No absolute continuity assumption is made on the underlying probability distributions of failure, censoring, or the observed data.
- Score: 0.0
- License: http://arxiv.org/licenses/nonexclusive-distrib/1.0/
- Abstract: We study causal inference and efficient estimation for the expected number of
recurrent events in the presence of a terminal event. We define our estimand as
the vector comprising both the expected number of recurrent events and the
failure survival function evaluated along a sequence of landmark times. We
identify the estimand in the presence of right-censoring and causal selection
as an observed data functional under coarsening at random, derive the
nonparametric efficiency bound, and propose a multiply-robust estimator that
achieves the bound and permits nonparametric estimation of nuisance parameters.
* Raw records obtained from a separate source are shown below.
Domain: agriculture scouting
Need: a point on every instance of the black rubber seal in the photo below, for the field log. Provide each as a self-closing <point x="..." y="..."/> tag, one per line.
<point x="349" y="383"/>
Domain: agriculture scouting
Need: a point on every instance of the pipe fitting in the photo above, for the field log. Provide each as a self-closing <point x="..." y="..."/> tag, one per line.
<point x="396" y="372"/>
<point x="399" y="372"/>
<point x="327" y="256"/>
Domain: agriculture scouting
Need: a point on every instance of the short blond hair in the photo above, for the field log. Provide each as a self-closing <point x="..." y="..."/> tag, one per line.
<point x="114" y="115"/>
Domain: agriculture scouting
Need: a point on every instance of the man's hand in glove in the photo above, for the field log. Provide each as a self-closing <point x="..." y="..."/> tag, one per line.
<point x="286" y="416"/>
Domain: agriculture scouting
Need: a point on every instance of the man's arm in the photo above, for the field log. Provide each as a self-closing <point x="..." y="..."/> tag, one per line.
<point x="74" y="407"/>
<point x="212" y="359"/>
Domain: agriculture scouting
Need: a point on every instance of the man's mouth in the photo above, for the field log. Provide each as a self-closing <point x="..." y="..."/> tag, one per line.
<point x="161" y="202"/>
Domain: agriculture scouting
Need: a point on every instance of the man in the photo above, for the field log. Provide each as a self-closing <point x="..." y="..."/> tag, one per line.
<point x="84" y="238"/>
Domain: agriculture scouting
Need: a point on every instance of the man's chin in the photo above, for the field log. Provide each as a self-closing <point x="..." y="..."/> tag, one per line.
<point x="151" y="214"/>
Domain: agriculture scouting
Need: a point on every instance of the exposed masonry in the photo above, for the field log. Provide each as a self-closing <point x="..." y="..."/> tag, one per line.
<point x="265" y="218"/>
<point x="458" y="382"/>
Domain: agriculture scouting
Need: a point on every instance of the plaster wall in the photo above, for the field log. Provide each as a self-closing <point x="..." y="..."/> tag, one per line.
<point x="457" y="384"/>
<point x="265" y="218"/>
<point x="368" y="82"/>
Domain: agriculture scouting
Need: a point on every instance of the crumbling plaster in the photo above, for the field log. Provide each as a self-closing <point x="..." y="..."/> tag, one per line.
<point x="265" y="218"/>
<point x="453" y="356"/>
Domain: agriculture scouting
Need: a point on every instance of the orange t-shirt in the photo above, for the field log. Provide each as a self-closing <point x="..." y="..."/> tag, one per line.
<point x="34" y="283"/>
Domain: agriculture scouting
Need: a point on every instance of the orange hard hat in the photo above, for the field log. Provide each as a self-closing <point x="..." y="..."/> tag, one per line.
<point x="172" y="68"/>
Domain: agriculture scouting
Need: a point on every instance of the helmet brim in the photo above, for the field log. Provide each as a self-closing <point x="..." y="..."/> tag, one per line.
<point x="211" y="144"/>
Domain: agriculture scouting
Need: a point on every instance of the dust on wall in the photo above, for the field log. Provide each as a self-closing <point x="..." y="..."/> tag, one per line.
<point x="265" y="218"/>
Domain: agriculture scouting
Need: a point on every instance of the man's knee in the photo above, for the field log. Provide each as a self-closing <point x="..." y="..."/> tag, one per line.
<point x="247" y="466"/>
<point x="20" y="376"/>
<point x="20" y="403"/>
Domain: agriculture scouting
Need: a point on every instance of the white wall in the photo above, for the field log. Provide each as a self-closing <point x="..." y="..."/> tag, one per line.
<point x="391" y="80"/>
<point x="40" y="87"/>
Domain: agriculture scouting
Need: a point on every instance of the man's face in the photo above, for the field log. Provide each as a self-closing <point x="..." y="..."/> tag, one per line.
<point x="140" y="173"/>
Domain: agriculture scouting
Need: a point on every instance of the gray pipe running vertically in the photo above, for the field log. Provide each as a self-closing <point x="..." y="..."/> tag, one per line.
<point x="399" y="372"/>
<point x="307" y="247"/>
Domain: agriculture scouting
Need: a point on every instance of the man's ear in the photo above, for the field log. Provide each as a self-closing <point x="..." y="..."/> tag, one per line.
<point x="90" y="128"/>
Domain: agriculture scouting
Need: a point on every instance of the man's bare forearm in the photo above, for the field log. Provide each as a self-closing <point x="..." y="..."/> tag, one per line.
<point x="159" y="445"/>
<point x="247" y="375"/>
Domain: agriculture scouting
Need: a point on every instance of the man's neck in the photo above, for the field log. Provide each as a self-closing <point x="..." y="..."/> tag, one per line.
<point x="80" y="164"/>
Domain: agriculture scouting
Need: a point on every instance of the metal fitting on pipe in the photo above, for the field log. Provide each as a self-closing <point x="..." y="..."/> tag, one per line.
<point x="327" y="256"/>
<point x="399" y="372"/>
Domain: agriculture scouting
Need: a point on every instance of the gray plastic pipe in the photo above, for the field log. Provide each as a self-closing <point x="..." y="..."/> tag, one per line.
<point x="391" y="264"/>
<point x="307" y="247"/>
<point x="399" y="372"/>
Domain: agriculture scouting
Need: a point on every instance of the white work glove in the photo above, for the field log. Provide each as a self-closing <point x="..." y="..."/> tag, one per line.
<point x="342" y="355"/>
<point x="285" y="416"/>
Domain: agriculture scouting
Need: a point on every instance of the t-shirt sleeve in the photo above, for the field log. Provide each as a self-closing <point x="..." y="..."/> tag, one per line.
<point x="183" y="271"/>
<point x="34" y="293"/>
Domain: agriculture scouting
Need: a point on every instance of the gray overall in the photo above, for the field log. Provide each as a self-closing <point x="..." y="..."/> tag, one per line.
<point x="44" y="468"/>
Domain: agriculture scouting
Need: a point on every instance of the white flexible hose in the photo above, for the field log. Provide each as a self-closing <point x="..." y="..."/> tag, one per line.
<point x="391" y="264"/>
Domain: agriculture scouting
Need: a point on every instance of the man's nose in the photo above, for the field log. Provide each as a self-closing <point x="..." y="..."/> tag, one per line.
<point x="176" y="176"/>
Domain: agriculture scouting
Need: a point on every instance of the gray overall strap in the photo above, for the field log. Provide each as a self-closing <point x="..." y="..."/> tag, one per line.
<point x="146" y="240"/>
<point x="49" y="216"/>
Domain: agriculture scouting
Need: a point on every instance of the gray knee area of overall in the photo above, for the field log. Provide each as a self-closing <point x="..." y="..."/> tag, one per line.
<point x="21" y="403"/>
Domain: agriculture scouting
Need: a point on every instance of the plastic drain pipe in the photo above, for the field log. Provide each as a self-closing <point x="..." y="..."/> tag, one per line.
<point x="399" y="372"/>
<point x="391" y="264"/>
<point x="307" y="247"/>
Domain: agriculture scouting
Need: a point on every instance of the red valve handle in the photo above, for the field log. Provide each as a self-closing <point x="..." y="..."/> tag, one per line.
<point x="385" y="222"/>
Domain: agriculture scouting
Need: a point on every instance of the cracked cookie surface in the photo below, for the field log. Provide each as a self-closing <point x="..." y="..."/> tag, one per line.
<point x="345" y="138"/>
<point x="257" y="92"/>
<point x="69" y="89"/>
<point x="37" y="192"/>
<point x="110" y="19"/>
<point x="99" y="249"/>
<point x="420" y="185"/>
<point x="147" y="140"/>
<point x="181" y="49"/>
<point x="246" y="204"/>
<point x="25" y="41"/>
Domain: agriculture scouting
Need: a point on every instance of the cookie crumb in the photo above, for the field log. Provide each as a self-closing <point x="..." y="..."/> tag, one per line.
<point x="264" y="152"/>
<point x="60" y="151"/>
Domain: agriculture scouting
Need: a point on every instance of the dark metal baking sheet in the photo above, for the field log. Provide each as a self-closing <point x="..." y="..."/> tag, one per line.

Throughout, no absolute continuity assumption is made on the underlying
probability distributions of failure, censoring, or the observed data.
Additionally, we derive the class of influence functions when the coarsening
distribution is known and review how published estimators may belong to the
class. Along the way, we highlight some interesting inconsistencies in the
causal lifetime analysis literature.